Sometimes when we think our life is falling apart, it is actually coming together exactly as it is supposed to be. Our limiting thoughts simply keep us blind to the possibility of what may be happening. When things are bad, it doesn’t necessarily mean we need to walk through life defeated. It means we rise and know this was simply a part of the plan – not our plan – but a plan greater than the one we had imagined for ourselves.
We see beyond difficult circumstances. We see beyond well-intended advice. We see beyond limitations.
As the roads cleared and we made our way north, a friend reached out to me. She and her husband are getting a divorce. In that moment, I flashed back to a conversation we had a few months back. Over a decade ago, before moving to Australia to be with her husband, she owned her own business. She is a unique blend of street smart and hustle, with a passion and zest for life that is contagious – all things she felt were lost as she navigated her way through a new country and being a housewife. The years had been hard for her, but in recent ones, she had found that zest again and was building a new business. As she came into her own, she worried her marriage would suffer.
I remember leaving that conversation frustrated for her. I was frustrated for all women who at some point or another felt the need to downplay their inherent need for success, independence, or simply needing more in order to keep their marriage and/or relationship intact. Living life consumed by this limitation that to be successful in relationships, they needed to compromise who they are.
Years ago, I had someone ask me, “when are you going to grow up?” At the time, I was living in Manhattan and had a career I loved and was thriving in. The question baffled me. As far as I could see, I was living a very grown up life and making grown up decisions for myself. When I pushed further to inquire what they meant, their idea of “being a grown up” meant getting married and having children, no longer chasing dreams or building careers. Settling.
In that moment, had I allowed their limiting beliefs to define my life, I would have given up my career, moved home, and married my college sweetheart. And I would have been miserable walking through life with blinders on – a human drone going through the motions, no passion or purpose guiding my life or decisions. Limiting what my life looked like based on the opinions of others.
As you can see, I didn’t listen.
How many times have you questioned your decisions or the course your life is taking because of someone else’s opinion? Have you stopped yourself from pursuing something because someone made you doubt? Have you leaned out instead of in because someone insisted you do so?
When someone else projects their idea of what your life should look like, that is them breathing life into their own limiting beliefs, not the truth. The truth is that we were all created to be something, to do something. Great or small, each an active part of the sum of all parts.
We all have a purpose and our lives have meaning.

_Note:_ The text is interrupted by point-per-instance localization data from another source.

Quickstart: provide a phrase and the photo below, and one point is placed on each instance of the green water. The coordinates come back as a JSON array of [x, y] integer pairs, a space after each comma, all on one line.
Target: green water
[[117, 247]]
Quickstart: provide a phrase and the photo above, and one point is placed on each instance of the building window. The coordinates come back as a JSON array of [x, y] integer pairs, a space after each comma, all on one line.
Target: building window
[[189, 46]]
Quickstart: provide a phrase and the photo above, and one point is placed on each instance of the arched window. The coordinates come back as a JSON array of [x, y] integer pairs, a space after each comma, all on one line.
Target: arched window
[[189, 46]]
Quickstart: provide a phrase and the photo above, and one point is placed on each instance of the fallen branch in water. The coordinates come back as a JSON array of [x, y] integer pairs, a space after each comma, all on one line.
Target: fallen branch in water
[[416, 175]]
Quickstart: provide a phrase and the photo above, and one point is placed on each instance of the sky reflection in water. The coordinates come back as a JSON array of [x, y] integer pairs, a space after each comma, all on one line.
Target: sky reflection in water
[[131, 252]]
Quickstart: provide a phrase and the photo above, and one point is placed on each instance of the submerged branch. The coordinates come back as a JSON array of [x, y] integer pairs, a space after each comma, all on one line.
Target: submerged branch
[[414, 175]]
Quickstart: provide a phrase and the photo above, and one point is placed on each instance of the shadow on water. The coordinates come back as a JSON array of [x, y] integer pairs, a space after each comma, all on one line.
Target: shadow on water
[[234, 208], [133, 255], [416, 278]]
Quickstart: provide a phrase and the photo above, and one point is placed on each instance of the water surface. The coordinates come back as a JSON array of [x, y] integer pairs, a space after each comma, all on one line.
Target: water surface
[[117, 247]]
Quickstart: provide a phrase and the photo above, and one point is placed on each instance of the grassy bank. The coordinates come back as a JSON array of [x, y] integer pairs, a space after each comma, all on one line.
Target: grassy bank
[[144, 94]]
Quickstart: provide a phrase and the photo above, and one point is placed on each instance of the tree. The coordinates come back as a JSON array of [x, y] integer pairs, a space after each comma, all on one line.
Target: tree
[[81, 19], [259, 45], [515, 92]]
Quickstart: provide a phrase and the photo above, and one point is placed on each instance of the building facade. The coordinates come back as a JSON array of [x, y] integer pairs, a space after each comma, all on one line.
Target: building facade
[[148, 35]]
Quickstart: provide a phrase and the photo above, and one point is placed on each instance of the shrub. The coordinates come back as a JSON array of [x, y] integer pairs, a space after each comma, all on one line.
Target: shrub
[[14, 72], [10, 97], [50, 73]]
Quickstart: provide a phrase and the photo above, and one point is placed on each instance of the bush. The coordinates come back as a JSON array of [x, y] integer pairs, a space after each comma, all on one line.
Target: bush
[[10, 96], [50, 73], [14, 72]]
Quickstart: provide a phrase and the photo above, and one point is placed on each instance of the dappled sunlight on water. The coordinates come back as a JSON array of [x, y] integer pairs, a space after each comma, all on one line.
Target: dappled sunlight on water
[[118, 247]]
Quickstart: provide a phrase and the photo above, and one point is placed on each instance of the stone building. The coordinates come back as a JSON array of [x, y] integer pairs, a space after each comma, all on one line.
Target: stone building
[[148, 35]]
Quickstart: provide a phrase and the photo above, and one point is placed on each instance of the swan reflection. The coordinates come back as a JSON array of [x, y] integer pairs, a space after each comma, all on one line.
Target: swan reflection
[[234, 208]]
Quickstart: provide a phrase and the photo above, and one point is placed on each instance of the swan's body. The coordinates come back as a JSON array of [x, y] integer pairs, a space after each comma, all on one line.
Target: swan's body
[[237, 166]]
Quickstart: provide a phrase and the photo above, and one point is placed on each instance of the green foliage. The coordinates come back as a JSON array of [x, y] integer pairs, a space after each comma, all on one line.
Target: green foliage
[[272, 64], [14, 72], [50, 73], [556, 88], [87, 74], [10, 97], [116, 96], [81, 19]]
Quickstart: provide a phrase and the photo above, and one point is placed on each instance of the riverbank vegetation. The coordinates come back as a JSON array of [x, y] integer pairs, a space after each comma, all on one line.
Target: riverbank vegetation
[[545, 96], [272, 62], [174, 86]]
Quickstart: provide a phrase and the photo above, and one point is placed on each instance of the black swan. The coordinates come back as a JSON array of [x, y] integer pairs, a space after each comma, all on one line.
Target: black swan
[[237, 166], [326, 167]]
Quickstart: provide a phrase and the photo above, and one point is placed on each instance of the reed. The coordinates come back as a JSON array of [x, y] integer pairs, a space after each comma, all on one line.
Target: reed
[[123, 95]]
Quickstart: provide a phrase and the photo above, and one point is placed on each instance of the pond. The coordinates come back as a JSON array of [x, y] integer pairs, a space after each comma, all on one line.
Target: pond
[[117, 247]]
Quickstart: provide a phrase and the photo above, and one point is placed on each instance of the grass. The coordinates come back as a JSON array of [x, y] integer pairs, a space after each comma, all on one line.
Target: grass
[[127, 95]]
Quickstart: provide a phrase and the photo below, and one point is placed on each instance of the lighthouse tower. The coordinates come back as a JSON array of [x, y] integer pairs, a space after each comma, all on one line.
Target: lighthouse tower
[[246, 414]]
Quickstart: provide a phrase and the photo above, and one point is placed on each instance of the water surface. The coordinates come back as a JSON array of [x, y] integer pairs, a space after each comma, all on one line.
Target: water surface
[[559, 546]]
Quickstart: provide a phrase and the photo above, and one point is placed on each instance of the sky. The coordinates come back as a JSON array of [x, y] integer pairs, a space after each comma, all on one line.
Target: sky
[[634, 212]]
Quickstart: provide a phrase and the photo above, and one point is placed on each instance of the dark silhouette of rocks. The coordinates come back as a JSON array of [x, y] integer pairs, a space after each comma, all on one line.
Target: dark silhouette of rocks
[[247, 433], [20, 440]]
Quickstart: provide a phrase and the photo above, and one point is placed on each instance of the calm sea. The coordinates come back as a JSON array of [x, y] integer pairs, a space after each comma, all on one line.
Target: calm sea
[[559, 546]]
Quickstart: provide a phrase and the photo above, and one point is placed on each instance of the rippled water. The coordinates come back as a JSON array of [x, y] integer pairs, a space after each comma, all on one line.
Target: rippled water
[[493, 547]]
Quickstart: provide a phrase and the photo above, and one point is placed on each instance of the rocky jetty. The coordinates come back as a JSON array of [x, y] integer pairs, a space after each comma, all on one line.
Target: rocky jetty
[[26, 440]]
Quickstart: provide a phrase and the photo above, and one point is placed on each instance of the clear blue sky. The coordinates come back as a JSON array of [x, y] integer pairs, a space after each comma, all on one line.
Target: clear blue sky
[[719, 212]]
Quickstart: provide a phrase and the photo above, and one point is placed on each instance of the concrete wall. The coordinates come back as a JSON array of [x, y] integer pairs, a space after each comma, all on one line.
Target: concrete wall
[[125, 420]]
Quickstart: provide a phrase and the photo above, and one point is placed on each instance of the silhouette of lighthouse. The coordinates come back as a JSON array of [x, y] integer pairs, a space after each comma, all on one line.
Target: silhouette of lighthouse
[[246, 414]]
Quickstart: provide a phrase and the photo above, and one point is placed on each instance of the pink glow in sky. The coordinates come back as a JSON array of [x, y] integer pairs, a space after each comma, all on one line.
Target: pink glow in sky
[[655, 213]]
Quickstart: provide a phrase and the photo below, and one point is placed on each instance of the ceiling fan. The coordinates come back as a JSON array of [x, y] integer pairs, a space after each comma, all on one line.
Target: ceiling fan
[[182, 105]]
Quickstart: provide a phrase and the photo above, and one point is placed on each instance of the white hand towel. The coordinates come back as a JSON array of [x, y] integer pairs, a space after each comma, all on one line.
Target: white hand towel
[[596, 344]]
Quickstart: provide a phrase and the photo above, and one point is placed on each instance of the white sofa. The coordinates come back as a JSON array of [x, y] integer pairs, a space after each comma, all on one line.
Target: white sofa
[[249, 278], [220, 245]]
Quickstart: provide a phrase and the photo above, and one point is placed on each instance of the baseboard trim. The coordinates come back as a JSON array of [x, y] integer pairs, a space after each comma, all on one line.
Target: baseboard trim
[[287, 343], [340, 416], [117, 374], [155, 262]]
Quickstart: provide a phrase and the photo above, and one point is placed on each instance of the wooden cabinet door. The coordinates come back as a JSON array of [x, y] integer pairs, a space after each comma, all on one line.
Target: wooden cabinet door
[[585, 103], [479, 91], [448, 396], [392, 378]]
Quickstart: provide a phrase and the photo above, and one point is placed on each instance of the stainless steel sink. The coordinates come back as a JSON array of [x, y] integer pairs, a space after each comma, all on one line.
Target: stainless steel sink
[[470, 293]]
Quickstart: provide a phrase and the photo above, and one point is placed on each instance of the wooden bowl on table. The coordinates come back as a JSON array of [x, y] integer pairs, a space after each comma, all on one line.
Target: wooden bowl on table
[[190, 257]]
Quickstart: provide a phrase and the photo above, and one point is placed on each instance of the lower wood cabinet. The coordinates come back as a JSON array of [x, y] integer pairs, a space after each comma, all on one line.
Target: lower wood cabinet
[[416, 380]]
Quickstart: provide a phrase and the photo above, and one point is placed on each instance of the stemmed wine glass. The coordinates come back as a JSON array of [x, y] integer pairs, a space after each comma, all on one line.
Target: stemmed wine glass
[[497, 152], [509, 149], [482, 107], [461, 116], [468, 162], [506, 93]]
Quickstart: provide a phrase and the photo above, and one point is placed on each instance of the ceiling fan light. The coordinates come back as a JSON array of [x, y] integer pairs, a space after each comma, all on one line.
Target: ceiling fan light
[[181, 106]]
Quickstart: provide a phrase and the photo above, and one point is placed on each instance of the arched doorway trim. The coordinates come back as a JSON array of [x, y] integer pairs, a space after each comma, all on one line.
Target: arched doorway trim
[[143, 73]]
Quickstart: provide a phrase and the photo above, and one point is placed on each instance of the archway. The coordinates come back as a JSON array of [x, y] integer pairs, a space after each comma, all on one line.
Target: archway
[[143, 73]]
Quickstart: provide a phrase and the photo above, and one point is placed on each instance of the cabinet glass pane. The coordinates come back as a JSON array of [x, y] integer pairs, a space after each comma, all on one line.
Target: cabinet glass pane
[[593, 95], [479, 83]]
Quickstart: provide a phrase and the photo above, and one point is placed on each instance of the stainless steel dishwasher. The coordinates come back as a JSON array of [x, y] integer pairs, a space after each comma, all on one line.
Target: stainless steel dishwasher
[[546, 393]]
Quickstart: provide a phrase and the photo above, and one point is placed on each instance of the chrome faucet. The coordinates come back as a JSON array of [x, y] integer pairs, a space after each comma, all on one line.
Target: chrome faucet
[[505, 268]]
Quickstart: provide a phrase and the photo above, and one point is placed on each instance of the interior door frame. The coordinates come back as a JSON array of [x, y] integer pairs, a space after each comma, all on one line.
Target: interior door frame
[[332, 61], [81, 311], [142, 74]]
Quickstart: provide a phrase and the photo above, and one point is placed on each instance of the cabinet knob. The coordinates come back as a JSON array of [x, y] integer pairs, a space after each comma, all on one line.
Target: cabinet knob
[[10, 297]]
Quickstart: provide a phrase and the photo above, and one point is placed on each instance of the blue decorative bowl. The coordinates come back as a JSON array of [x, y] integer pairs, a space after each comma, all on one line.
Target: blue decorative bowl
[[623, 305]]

Life isn’t meant to be lived asleep at the wheel. It is meant to be embraced. We are supposed to fall. We are supposed to fail. We are supposed to try. And we are supposed to celebrate all those things along the way.
Life is meant to be lived from that place just beyond limitation. Where fear is met with action. Where uncertainty is met with excitement. Where anxiety is replaced by wonder. Where you step forward and trust where life may take you instead of living life from the sidelines as an observer.
As you turn the pages of the calendar and set out on a new year, may you do so without hesitation or fear. When you think things are falling apart, may you find yourself embracing change. When you are filled with fear, may you replace it with love. And should you find yourself stranded in a proverbial hotel room in the middle of nowhere, may you dance the night away. May you live your life beyond limitation.
Cheers to a new week and the new year.